Hey all, just snagged a new bike today (Salsa Big Mama), and while I was assembling it I realized that I didn't know which side the front quick release goes on. I originally thought that it should not be on the same size as the disc brakes, but on the non-brake side it's not snug against the fork (it sits parallel to the ground), while on the brake side it sits snug against the fork. I googled for pictures, and it seems to be split. 

So, on the front wheel, with disc brakes, which side should the quick release be on? Does it even matter? Am I overthinking this? 

Thanks.


----------



## biggoofy1 (Aug 24, 2009)

no it doesnt matter but i try to keep all my QR's on the same side


----------



## BantamSLK (Nov 9, 2009)

biggoofy1 said:


> no it doesnt matter but i try to keep all my QR's on the same side


I like it. Any reason to keep them on the same side? Or just OCD? 

Rear one is on the left side (to keep it away from the drivetrain), so front would go up there as well.


----------



## Mount Dora Cycles (May 29, 2009)

It doesn't matter. Some DH'ers put it on the opposite side of the rotor since they can get hot bombing hills.


----------



## biggoofy1 (Aug 24, 2009)

OCD lol


----------



## funkydrum (Mar 10, 2007)

Front on the R side where it can tucked behind the fork when closed.


----------



## Zoke2 (Nov 16, 2007)

I run my front qr on the right so when I have to open it I dont burn myself on the rotor ... and yes it is parallel to the ground and it also protects my rebound knob in this position, but it makes no diff which side you use


----------



## Kaba Klaus (Jul 20, 2005)

+1 - spot on.


----------



## Squash (Jul 20, 2003)

*It depedns...*

but generally for a rim brake bike the rear QR goes on the non-drive side as this keeps it clear of the derailleur etc. and allows easy access. for the front it goes on the non-drive side simply for looks. On a disc brake bike it's usually easier if you put in on the drive side. This serves to purposes, easy access and it keeps your hands away from a potentially HOT rotor. It doesn't take hairy downhill runs to get a rotor hot enough to burn you. And since it's the wheel that your most likely to remove when the ride is over while the rotor is still hot, it just makes sense. For the rear on a disc brake bike it's a toss up. If you can manage to get the qr into a position that works around the derailleurs and cables and such that's fine. If not then the brake side will work as well. On my fs bike the drive side is a no go, the design of the rear triangle and the way the derailleur sits, and the cable routing make it nearly impossible to close the qr properly. So the lever in on the brake side. I rarely remove the rear wheel after a ride, and since going tubeless I rarely have to remove a wheel during a ride. So I worry more about toasting my pinkies when pulling the front wheel to head home.

Bottom line is, it isn't that big of a deal. As long as you can close the qr properly and are able to open it with little hassel it isn't an issue.

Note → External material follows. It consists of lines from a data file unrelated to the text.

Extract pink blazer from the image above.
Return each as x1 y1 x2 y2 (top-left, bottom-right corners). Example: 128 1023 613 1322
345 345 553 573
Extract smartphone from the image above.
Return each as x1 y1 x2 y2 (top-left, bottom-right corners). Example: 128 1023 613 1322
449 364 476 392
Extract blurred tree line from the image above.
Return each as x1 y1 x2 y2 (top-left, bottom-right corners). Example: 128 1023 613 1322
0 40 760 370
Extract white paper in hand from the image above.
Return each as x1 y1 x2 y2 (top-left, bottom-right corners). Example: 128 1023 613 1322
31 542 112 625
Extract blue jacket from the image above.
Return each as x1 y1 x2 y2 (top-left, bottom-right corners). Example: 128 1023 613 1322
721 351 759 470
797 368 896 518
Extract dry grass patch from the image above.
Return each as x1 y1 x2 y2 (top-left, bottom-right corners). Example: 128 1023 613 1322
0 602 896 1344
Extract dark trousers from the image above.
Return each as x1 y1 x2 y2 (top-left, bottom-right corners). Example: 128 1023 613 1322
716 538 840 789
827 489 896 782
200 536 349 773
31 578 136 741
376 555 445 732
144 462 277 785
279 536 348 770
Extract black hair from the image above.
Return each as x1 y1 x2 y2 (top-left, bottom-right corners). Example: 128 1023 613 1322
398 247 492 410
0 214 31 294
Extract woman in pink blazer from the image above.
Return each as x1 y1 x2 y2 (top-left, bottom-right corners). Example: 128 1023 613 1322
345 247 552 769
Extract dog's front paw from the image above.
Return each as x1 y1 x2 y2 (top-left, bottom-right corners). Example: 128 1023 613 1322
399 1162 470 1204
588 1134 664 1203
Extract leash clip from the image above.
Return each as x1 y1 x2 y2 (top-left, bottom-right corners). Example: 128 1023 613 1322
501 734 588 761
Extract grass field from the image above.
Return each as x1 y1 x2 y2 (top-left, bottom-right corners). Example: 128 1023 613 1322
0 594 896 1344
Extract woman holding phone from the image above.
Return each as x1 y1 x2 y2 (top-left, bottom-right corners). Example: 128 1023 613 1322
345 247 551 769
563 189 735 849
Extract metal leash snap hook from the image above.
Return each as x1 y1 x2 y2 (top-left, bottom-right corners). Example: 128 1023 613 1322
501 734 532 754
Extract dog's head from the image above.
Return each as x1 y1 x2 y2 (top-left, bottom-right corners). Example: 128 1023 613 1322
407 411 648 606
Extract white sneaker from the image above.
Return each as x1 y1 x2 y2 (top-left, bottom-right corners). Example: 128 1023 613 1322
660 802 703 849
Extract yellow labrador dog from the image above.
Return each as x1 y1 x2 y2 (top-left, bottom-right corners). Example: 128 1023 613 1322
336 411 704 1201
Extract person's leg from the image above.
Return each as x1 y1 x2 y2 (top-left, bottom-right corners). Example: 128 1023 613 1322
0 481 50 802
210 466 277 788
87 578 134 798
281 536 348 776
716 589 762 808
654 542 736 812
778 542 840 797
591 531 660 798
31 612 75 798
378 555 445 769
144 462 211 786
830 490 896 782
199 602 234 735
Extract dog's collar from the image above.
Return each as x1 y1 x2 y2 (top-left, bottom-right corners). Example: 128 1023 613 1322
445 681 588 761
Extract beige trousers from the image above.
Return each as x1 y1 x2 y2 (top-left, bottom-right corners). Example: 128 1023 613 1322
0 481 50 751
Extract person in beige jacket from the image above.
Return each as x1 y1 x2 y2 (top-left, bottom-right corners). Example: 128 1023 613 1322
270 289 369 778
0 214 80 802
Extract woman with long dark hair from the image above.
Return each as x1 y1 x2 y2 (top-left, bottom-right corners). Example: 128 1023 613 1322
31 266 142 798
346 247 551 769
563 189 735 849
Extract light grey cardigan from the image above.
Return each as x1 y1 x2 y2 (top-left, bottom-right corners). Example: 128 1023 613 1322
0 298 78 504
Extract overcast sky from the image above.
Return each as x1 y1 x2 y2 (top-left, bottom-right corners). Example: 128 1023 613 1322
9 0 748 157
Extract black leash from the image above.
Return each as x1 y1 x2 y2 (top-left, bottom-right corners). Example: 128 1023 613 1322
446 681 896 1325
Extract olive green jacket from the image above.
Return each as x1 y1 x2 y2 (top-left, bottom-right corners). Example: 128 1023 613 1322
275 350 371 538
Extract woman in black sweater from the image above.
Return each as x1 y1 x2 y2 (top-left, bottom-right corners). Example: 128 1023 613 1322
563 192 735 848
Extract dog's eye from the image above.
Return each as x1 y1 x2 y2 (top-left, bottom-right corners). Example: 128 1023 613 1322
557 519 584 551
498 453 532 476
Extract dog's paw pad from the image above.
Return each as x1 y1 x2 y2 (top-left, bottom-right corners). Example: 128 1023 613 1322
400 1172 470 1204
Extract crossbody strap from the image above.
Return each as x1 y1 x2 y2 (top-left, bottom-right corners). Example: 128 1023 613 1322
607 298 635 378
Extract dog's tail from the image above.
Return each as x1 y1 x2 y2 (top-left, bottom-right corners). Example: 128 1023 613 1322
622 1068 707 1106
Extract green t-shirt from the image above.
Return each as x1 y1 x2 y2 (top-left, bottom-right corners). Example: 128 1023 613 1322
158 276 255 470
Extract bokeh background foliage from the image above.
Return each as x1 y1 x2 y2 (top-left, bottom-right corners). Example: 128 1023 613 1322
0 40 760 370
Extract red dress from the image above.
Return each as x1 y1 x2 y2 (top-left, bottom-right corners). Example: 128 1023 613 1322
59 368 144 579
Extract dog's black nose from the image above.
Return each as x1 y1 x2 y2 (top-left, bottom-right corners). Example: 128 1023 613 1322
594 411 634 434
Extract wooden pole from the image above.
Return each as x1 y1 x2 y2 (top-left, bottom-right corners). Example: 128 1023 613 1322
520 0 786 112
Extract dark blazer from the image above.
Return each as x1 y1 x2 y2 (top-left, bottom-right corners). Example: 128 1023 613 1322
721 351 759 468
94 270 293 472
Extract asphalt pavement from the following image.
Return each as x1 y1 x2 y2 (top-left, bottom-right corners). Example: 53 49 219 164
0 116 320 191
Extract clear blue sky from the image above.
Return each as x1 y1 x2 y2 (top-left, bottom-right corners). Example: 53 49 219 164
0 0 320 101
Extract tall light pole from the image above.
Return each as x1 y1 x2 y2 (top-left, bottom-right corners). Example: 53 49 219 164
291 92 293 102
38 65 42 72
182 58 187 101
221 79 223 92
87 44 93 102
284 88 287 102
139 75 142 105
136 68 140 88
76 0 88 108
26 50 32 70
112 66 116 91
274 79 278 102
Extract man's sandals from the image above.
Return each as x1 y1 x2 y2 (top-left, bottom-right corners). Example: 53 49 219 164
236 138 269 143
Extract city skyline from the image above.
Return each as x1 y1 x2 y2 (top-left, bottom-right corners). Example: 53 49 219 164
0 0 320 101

Just let safety and ease of use be your guide. :thumbsup:

Good Dirt


----------



## CadetCyclist (Nov 12, 2009)

Not saying I'm a hundred percent correct but I was having trouble with disc rub on the front wheel no matter how tight I closed the quick release. Checked out the manual and it said you should keep the quick release on the opposite side of the rotor to help with this problem. Solved it. So something to keep in mind if your having that problem.


----------